Wednesday, June 28, 2006

Anarchism's Last Stand

Published in BCNWEEK
Issue # 6
June 23 - 29, 2006

Hookers. Drugs. Dark alleyways glimmering with leftover rain. Slowly shifting shadows. Tight old streets with too much happening. A man walks by with a fresh black eye swelling up on his face. Maybe he’s been there. Another man passes, skinny and gaunt like characters in a Kirchner painting. Dark clothing, dirty skin, and sunken eyes stumbling past. Welcome to the dark side. Only a few steps from the junkies and it’s time to take a right. I've been told I can find who I’m looking for here. From the looks of things, they didn’t lie. Calle de Robadors must be named so for a reason. Empty pockets. Head up, eyes down. At number 25, the black sheep of the political world. Total darkness. The complete unknown. People that never got any mention in the textbooks. Not in guiriland at least. But I’m not in Kansas anymore. I’m on the dark side of El Raval . . . hunting anarchists.

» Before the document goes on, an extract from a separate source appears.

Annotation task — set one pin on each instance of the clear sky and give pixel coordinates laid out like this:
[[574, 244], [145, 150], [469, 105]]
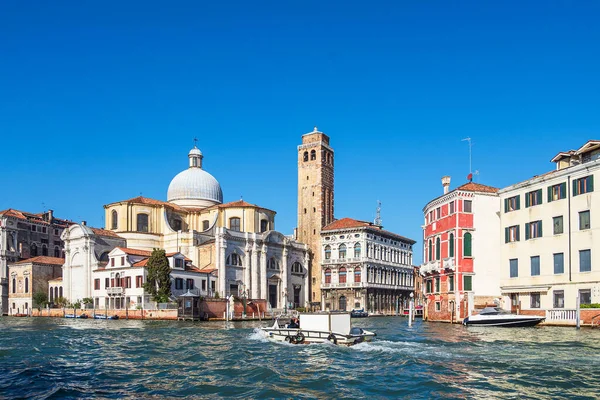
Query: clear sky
[[100, 101]]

I’ve walked by buildings with the anarchist “A” spray-painted all over. They were the same buildings with the devastated entrances, broken windows, mutilated mannequins posed in balconies, skeletons hanging from walls. A friend said, “Okupas,” I drew a blank. The idea of Anarchism for me simply doesn’t wash. And after two years in the city, my idea isn’t much clearer. I’ve seen them, their dogs, their big boots, their mohawks. Who are these people? Hence the bar.
The metal grate is half down, covering everything save a sticker promising any fascists in the vicinity a pair of hostias. So much for nonviolence. I bend down to see a motley crew of hombres on a motley crew of sofas but when I knock on the dirty glass, they think I’m mistaken. Another knock gets me into a well-lit (what happened to the dark side?), crowded and dirty (that’s more like it) medium-sized room. There’s one table I expected to see; full of those big black boots, mohawks and shaved heads, black mesh shirts over black bras. Anarchist sexuality. Weird. But it turns out they occupy nothing. They pay rent. I feel cheated. The other tables are “normal.”
What’s the deal? This is the lightest “dark” place I’ve ever been. The street outside is more intimidating. Then I start to read the walls. They are enlightening. Posters, flyers, framed pictures, amateur art, and printouts are everywhere. Free wall space is covered with writing. The law is a spider-web that traps the flies and lets the birds pass through. The picture above the basic kitchen-counter-of-a-bar is of the Catalan police, Mossos d’Esquadra but the “M” has been changed to a “G” making them “Dogs d’Esquadra.” Up high near the ceiling: Prison is daily murder. Another poster speaks pure Anarchism, Better drugged than organized, and when you think about all the bad that’s been done thanks to consolidated power, it makes some sense. In the bathroom (which is not for the faint of heart) there is a keeper scrawled in permanent marker: If at any moment you find yourself on the side of the majority, it’s time to reflect.
At it’s worst this place is dim, not dark. It’s like a frat house with a political conscience and no elitism. It’s stimulating, borderline inspirational. But it ain’t clean. If you're a clean freak, this is one of the darker places you could go. But if you’re a liberal, transplanted guiri you’ll like it. But get your dark fix back in the street.